The interlocutors attempt to project the Nehru-Sheikh Abdullah accord (1952) as more sacrosanct than the constitutional provisions. They audaciously comment on the verdicts of the Supreme Court. Courts are guardians of the Constitution. In the absence of well-defined law on a particular matter, the Supreme Court’s verdict serves as law. No accords, albeit between a Prime Minister and a chief minister can be treated as a substitute for the prevailing law. In particular, the Nehru-Abdullah accord does not have any constitutional validity. At best, it can be considered as gentlemen’s agreement that can serve a political purpose.
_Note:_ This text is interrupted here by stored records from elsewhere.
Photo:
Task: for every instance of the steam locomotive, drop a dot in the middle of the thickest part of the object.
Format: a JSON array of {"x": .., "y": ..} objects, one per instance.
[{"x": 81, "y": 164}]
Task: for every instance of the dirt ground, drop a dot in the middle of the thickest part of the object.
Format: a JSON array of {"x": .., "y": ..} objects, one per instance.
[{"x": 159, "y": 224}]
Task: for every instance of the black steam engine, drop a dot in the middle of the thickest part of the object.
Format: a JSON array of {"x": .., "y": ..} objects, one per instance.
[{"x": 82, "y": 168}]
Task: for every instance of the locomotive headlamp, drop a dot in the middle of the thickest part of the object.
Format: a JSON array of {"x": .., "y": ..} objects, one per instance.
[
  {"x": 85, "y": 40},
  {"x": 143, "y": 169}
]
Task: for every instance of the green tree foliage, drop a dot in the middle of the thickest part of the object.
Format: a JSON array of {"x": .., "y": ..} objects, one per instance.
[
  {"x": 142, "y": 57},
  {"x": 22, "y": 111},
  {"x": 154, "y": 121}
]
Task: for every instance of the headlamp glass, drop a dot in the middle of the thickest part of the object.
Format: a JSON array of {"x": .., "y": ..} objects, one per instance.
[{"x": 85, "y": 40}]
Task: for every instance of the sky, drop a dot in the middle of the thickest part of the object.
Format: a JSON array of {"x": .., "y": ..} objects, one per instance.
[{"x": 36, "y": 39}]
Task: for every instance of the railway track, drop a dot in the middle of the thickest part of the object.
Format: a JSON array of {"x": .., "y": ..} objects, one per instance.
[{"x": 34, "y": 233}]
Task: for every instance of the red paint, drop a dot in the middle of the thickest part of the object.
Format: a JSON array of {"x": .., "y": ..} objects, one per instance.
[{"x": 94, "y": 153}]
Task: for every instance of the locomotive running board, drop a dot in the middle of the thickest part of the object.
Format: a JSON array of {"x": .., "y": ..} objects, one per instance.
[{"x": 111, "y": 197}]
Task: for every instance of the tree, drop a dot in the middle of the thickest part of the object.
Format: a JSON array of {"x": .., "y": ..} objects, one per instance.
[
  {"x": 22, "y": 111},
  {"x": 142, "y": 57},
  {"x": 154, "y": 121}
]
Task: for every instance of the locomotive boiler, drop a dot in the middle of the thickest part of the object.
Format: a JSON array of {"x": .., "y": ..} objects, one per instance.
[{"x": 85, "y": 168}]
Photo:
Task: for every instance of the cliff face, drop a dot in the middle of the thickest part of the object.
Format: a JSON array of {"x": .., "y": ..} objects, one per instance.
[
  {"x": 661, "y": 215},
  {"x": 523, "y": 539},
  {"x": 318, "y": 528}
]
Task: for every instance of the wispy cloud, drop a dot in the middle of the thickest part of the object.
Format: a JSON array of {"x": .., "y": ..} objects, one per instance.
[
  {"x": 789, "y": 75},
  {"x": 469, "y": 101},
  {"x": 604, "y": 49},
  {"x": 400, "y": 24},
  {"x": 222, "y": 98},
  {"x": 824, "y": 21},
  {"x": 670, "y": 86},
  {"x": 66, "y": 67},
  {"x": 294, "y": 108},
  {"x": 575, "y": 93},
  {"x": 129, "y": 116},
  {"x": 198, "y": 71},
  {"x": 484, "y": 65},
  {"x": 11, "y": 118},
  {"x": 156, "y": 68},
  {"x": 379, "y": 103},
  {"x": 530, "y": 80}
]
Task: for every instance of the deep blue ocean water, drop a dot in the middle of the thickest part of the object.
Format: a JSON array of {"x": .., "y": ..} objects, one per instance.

The report claims that the political settlement they propose takes into account the deep sense of victimhood prevalent in the Valley. Together with this, the language they use when talking about the Army or police such as “brutalisation” forms the undercurrent of this report. However, the Kashmiri Pandits and others, broadly classified as “displaced persons” who are in their own country living in migrant camps and do not have voting rights, seem to have made no impression on the interlocutors. Their recommendations, cultural confidence-building measures and suggestions for building a consensus among key stakeholders — none have any specific suggestions on how the displaced persons will be enabled to return. It seems the interlocutors have ignored the Kashmiri Pandits completely barring one-line reference: “Making the return of all Kashmiris, mainly Pandits (Hindu minority) a part of state policy.”
The lack of development in Ladakh and Kargil areas also seem to be of no concern. It may just be a coincidence that the interlocutors did not hold a round table conference for consultation in the Ladakh region, while they held the same in Jammu and Srinagar.
It is necessary to recall that in February 1994, Parliament had passed a resolution not just stating that Jammu and Kashmir inclusive of Pakistan-occupied Kashmir (PoK) is an integral part of India, but also resolving to retrieve PoK. However, contrary to this resolution, we find the report calling PoK as Pakistan Administered Kashmir and together with other recommendations, nearly conceding this territory to Pakistan.
It can thus be seen that through the proposed “New Compact”, the interlocutors have rejected the idea of greater integration and thrown out everything our Constitution-makers had envisaged.